Auf dem Weg zur “offenen Regierung“ : eEuropa in der praxis
Das E-Government nimmt Form an und wird auf nationaler und internationaler Ebene zur Realität. Aus diesem Grund ordnet sich das zentrale Thema dieser Konferenz um die „offene Regierung“ und die Umsetzung der grenzübergreifenden Interoperabilität an (illustriert anhand von großmaßstäblichen Projekten). Die Malmö-Deklaration wurde in einen konkreten Aktionsplan bis 2015 umgesetzt, der auf der Konferenz offiziell vorgestellt wird. Der Präsident des Europäischen Rates, ein Kommissar, ein Minister und international anerkannte CEO werden sich zur Bedeutung der IKT und des DIGITALEN (Aktions-)PLANS äußern.
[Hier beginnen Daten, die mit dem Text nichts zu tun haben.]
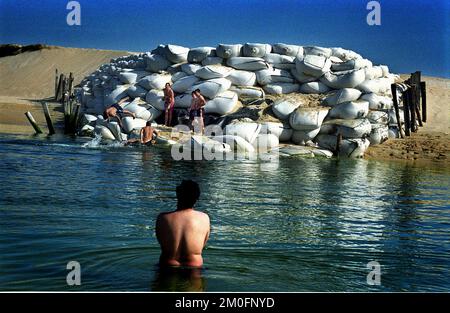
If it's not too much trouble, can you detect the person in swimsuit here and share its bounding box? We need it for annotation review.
[125,122,159,145]
[164,83,175,126]
[156,180,210,268]
[103,97,136,127]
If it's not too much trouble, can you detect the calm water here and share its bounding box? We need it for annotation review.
[0,135,450,291]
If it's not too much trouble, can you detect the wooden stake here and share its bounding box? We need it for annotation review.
[25,111,42,134]
[42,102,55,135]
[420,82,427,123]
Die (grenzübergreifenden) Anwendungen werden in einer Ausstellung gezeigt.
Auf dem Weg zur offenen Regierung Seit dem Gipfel von Laeken im Jahr 2001 wurden eine Reihe von Programmen konzipiert und Erklärungen abgegeben (Manchester – Lissabon – Malmö), aber bisher hat man sich nicht die Zeit genommen, der Welt anhand dieser Anstrengungen zu zeigen, wie das Ergebnis für Bürger und Wirtschaft aussieht. Wir leben in einer Zeit, in der Vorstöße in diese Richtung verstärkt werden, nicht nur auf nationaler, sondern auch auf internationaler Ebene. Aus diesem Grund bilden die „offene Regierung“ und die Umsetzung der grenzübergreifenden Interoperabilität das zentrale Thema dieser Konferenz.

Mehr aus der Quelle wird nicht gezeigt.